NFC 2 Click is based on the PN7150, a high-performance full NFC solution with integrated firmware and I2C interface designed for contactless communication at 13.56 MHz from NXP Semiconductor. This board fully complies with NFC Forum specifications, which means that you will be able to use the full potential of NFC. It is the ideal solution for rapidly integrating NFC technology in any application, especially those running O/S environments like Linux and Android. It reduces size and cost thanks to embedded NFC firmware providing all NFC protocols as a pre-integrated feature and ultra-low power consumption. The PN7150 embeds a microcontroller core ARM Cortex-M0 loaded with the integrated firmware. It provides an easy integration and validation cycle as all the NFC real-time constraints, protocols, and device discovery are handled internally. The host can configure the PN7150 to notify for a card or peer detection
and start communicating with them. The core microcontroller chip of the PN7150 can run without any external clock (based on an internal oscillator). However, the 13.56MHz RF field carrier accuracy requirements are not compatible with using an internal oscillator. The PN7150 has an external crystal oscillator connected to its XTAL pins. It also has four power states: Monitor, Hard Power Down (HPD), Standby, and Active. The PN7150 will continuously switch between different power states at the application level to optimize the current consumption. The PN7150 is designed to allow the host controller to have full control over its operation, thus, of the power consumption of the PN7150 and the possibility to restrict parts of the PN7150 functionality. More information about these modes user can be found in the attached datasheet. NFC 2 Click communicates with MCU using the standard I2C 2-Wire interface with a clock frequency of up to 100kHz in the Standard,
up to 400kHz in the Fast, and up to 3.4MHz in the High-Speed Mode. The PN7150 also allows the choice of the least significant bit (LSB) of its I2C slave address by positioning SMD jumpers labeled as ADDR SEL to an appropriate position marked as 0 and 1. To enable and ensure data flow control between PN7150 and the host controller, a dedicated interrupt line labeled INT is provided so that the Active state is programmable. It also contains a Reset function and the RF antenna used to communicate over RF with a Tag (Card), Reader/Writer, or Peer device. This Click board™ can be operated only with a 3.3V logic voltage level. The board must perform appropriate logic voltage level conversion before using MCUs with different logic levels. Also, it comes equipped with a library containing functions and an example code that can be used as a reference for further development.
Features overview
Development board
EasyAVR v7 is the seventh generation of AVR development boards specially designed for the needs of rapid development of embedded applications. It supports a wide range of 16-bit AVR microcontrollers from Microchip and has a broad set of unique functions, such as a powerful onboard mikroProg programmer and In-Circuit debugger over USB. The development board is well organized and designed so that the end-user has all the necessary elements in one place, such as switches, buttons, indicators, connectors, and others. With four different connectors for each port, EasyAVR v7 allows you to connect accessory boards, sensors, and custom electronics more
efficiently than ever. Each part of the EasyAVR v7 development board contains the components necessary for the most efficient operation of the same board. An integrated mikroProg, a fast USB 2.0 programmer with mikroICD hardware In-Circuit Debugger, offers many valuable programming/debugging options and seamless integration with the Mikroe software environment. Besides it also includes a clean and regulated power supply block for the development board. It can use a wide range of external power sources, including an external 12V power supply, 7-12V AC or 9-15V DC via DC connector/screw terminals, and a power source via the USB Type-B (USB-B)
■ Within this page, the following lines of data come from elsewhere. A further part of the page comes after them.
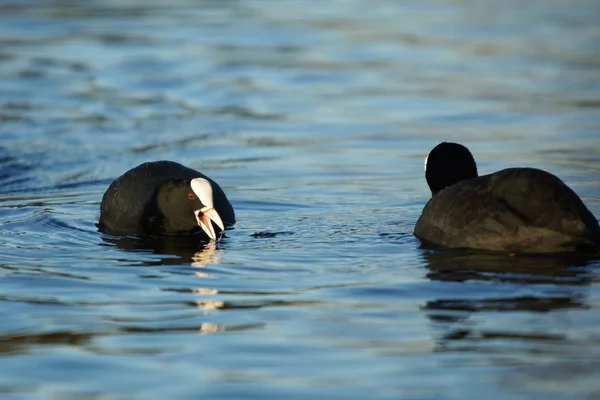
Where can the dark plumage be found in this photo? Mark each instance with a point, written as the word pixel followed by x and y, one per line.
pixel 515 210
pixel 165 198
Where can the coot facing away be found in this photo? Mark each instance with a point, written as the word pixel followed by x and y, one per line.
pixel 515 210
pixel 165 198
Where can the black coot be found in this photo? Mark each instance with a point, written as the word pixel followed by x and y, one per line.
pixel 165 198
pixel 515 210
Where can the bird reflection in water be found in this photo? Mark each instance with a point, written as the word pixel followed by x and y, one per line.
pixel 181 250
pixel 517 285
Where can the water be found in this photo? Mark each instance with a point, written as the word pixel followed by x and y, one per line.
pixel 315 119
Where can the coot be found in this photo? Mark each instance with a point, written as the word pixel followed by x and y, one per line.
pixel 165 198
pixel 515 210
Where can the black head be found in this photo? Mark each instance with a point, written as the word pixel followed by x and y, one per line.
pixel 182 206
pixel 447 164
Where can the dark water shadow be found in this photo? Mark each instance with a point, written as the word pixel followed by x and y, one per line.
pixel 541 284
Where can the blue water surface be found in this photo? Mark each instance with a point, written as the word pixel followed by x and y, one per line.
pixel 315 118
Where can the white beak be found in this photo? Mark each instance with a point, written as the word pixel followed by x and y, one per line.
pixel 205 218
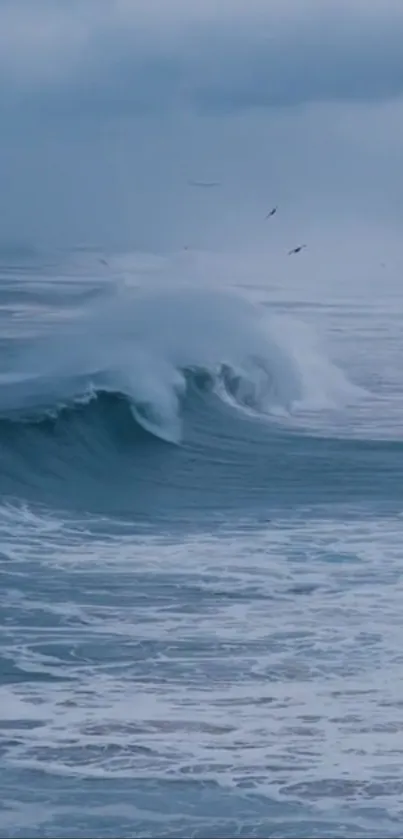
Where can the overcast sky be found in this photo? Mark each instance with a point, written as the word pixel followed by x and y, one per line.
pixel 109 107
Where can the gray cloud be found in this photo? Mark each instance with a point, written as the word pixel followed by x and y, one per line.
pixel 109 108
pixel 124 57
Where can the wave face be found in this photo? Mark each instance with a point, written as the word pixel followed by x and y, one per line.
pixel 179 400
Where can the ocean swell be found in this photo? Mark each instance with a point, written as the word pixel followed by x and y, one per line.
pixel 150 349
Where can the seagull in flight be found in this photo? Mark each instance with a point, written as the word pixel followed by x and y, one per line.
pixel 204 184
pixel 296 250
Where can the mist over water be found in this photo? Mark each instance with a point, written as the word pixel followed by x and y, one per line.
pixel 201 446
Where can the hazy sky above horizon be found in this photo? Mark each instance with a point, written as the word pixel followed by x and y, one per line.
pixel 108 108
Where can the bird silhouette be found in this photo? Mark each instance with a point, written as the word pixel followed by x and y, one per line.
pixel 296 250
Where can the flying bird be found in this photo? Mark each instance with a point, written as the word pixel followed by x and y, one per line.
pixel 296 250
pixel 204 184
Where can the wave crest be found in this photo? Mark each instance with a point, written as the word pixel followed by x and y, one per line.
pixel 151 348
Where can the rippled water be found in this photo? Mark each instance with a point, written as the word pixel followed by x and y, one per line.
pixel 202 638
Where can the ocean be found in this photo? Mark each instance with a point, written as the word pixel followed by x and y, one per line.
pixel 201 563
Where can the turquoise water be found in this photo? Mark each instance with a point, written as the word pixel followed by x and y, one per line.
pixel 201 529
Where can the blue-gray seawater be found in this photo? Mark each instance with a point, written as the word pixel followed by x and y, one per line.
pixel 201 550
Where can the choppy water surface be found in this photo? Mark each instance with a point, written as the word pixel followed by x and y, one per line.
pixel 201 531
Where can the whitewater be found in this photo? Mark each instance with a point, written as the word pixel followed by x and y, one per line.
pixel 200 523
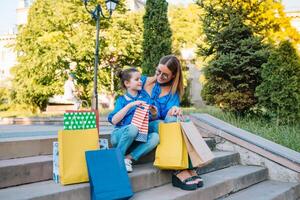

connector. Communication options such as USB-UART and RS-232 are also included, alongside the well-established mikroBUS™ standard, three display options (7-segment, graphical, and character-based LCD), and several different DIP sockets which cover a wide range of 16-bit AVR MCUs. EasyAVR v7 is an integral part of the Mikroe ecosystem for rapid development. Natively supported by Mikroe software tools, it covers many aspects of prototyping and development thanks to a considerable number of different Click boards™ (over a thousand boards), the number of which is growing every day.
Microcontroller Overview
MCU Card / MCU
Architecture
AVR
MCU Memory (KB)
64
Silicon Vendor
Microchip
Pin count
40
RAM (Bytes)
4096
Used MCU Pins
mikroBUS™ mapper
Take a closer look
Click board™ Schematic
Step by step
Project assembly
Start by selecting your development board and Click board™. Begin with the EasyAVR v7 as your development board.
Track your results in real time
Application Output
1. Application Output - In Debug mode, the 'Application Output' window enables real-time data monitoring, offering direct insight into execution results. Ensure proper data display by configuring the environment correctly using the provided tutorial.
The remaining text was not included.